Я лежу и смотрю на высокое окно, пытаясь представить себе, что увижу, если сумею до него добраться. Насколько я помню, дом аль-Хади стоит в южной части Лагуата, в туземном районе. Если окно спальни выходит туда, куда я думаю, тогда, подойдя к нему, я бы посмотрел на север и увидел военный госпиталь, городской парк с трех сторон и теннисные корты. Лагуат расположен на краю Сахары – город-оазис, поглощаемый оборонительными сооружениями. Воображение на несколько часов уносит меня на его белые улицы. Жужжат мухи – наверно, над говном в детском горшочке. Время от времени ходит взад и вперед по комнате овчарка. Что-то долго нет Зоры.
Но вряд ли она пошла в баню. Мне кажется, я слышу, как она расхаживает по крыше надо мной, как звенят ее ножные браслеты. Судя по всему, она ходит кругами. Похоже, она что-то замышляет. Я верчусь на кровати, думая о том, как бы я мог обольстить эту женщину или быть обольщенным ею, но эта жажда обольщения умозрительна, ибо наркотик превращает меня в импотента. Все это только в мыслях. Существует такая штука, как физиогномика угнетенных. Тощее, рябое тело Зоры я могу сравнивать с Шанталь. Зора живет в мире тайных обид. Женщины удирают из женских помещений и шепотом поверяют друг дружке свои тайны, прижимая к губам края своих шалей, взволнованно переговариваясь за стиркой у городского фонтана.
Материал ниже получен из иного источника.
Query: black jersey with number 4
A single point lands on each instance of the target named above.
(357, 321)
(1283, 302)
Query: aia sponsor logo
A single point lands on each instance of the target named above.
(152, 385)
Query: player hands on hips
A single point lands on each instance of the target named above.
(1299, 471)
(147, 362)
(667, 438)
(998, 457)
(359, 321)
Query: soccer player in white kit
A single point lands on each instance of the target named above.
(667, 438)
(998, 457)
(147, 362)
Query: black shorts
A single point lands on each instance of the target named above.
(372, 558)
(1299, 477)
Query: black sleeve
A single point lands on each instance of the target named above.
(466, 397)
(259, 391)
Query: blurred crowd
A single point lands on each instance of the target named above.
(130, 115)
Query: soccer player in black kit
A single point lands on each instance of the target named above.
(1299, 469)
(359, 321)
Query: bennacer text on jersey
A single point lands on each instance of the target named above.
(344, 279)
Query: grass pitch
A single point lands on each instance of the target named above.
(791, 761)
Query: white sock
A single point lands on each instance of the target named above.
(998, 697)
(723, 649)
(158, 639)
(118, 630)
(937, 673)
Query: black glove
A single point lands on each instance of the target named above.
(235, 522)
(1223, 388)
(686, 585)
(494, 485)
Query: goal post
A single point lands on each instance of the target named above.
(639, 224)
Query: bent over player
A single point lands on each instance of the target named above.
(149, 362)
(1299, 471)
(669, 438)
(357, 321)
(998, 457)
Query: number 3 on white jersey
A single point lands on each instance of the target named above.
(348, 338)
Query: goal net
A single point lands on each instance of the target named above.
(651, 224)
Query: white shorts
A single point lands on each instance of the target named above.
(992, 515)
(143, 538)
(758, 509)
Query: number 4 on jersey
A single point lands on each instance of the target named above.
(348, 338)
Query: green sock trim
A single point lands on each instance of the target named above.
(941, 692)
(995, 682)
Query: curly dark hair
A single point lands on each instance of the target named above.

Однако эту женщину, Зору, я, в сущности, знаю очень хорошо. Когда я допрашивал аль-Хади и в камере для допросов находились другие люди, то приходилось включать электроды. Но я не хотел, чтобы аль-Хади выдал больше сведений об операциях феллахов, чем было необходимо. С другой стороны, мне одновременно приходилось заботиться о том, чтобы оставался доволен мой напарник по пыткам лейтенант Шваб. Короче, вся штука была в том, чтобы исследовать половую жизнь аль-Хади. Аль-Хади это не нравилось, но, по-моему, он понимал, зачем я это делаю. Жутковато было слушать, как мужчина описывает величайшие из испытанных им сексуальных удовольствий, сопровождая свой рассказ криками и рыданиями. Так мы во всех подробностях узнали о том, как эта женщина, Зора, ведет себя в постели. Мы получили сведения обо всем, начиная с первого кровавого проникновения в перепуганную малолетнюю невесту и радостных возгласов во время демонстрации окровавленных простыней и кончая многолетним систематическим надругательством над этим тощим, изнуренным непосильной работой телом. Я объяснил лейтенанту, что это предел предательства. Если араб уронит свою честь, ее, как яйцо, уже не поднимешь.
Где моя одежда? Впрочем, это неважно. Здесь весьма уютно лежать, несмотря на странные боли и ломоту, волдыри и струпья, не имеющие никакого отношения ни к пуле в ноге, ни к тому, что кажется мне переломом малоберцовой кости. Весьма уютно быть освобожденным от борьбы по инвалидности. Ранение – мой пропуск на выход из этой борьбы. Однако проходит несколько часов, а я все жду возвращения Зоры и морфия, и нетерпение мое растет. Временами, готов поклясться, я слышу голос Зоры в соседней комнате.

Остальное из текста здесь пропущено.